Association of heterogeneous data types in the same experiment is performed by a Bi-Association algorithm: if two types of observations in the same set of biological samples are given (two tables may serve as input, e.g. a table of gene expression and a corresponding table listing abundances of metabolites derived from the same samples), the hidden links between subsets of rows of two tables may be detected by identifying similar grouping (clustering) patterns of the samples based on each subset of rows:
A network of links and prediction (Bi-Association and stepwise regression) may be used for generating a network of many-to-many connections between objects of two or more kinds. Namely, a prediction of behavior of an object of type “A” across samples that is dependent on the behavior of several objects of type “B” can be prepared by regression analysis. For instance, drug efficacy across cell lines may be illustrated as dependent on the abundance of mutations in several mutation islands on the human genome. Initial studies have shown clinically relevant linkages in experiments of drug efficacy in cell lines (70 drugs across 46 cell lines). The same Bi-Association and sw-Regression approach was applied to demonstrating associations of groups of mutation islands with several drugs. Some of these islands are neighboring genes, which may reflect the same phenomenon shown for the island neighboring gene (ROBO1) linked to the therapeutic activity of doxorubicin.
The T-Bioinfo platform has several promising applications:
1. Potential for better physical examinations: Employing an automated, unsupervised method to analyze heterogeneous clinical and omics information, the Platform can determine how clinical signs of disease in a particular patient correlate with biological processes at the cell level.
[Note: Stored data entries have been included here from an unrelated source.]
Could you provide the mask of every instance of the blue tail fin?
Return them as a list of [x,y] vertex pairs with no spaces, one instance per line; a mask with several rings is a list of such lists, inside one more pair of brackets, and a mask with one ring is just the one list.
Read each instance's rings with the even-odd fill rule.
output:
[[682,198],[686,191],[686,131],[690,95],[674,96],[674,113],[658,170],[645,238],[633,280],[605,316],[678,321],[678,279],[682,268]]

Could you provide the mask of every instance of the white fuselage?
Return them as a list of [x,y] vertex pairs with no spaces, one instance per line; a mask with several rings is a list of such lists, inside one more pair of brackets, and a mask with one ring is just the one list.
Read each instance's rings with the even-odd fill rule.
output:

2. Better population analytics: Patients can be grouped for optimizing applied drug care, where optimization is based on a network linking clinical data with omics biology of similar drug treatments in model animals and cell cultures.
3. Smarter clinical trial design: Effectively targeting patients’ clinical information with correlative omics data optimizes the likelihood of success of specific clinical trials.
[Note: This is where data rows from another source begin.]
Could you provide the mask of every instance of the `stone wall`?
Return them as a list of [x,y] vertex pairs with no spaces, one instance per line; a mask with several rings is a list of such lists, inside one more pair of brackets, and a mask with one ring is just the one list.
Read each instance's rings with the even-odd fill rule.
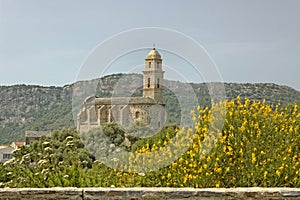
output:
[[5,188],[0,199],[7,200],[296,200],[300,188]]

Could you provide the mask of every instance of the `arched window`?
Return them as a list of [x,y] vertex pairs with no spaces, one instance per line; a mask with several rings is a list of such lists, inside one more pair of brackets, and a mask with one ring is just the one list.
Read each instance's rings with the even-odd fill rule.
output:
[[140,112],[139,112],[139,111],[136,111],[136,112],[135,112],[135,118],[136,118],[136,119],[140,118]]
[[157,66],[157,69],[158,69],[158,68],[159,68],[159,62],[157,62],[157,65],[156,65],[156,66]]
[[151,68],[151,62],[149,62],[149,68]]
[[150,87],[150,78],[148,78],[148,88]]
[[157,79],[157,88],[159,88],[159,78]]

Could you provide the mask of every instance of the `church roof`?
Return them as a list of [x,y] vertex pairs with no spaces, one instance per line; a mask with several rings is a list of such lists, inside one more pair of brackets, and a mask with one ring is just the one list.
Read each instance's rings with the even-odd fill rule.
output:
[[160,54],[158,53],[158,51],[156,51],[156,49],[154,47],[146,56],[146,60],[148,60],[148,59],[161,59]]
[[146,97],[114,97],[95,98],[95,104],[100,105],[136,105],[136,104],[156,104],[154,99]]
4. Better clinical guidelines: Correlating underlying basic biology with patient symptoms will guide application of other available drugs and treatments.
5. Deeper biomarker understanding/discovery: Discovering the network of links between clinical data and omics biology in model animals and cell cultures under the same drug treatments might disclose key cellular elements/processes that are hubs of the disease regulation.
6. More efficient drug discovery: Revealing associations of a drug’s physico-chemical and structural descriptors with clinical efficacy has immediate application for drug design. The Platform’s capacity to disclose correlations of such descriptors with cellular processes as derived from omics data will offer rational screening databases of small molecules for more efficient drug development.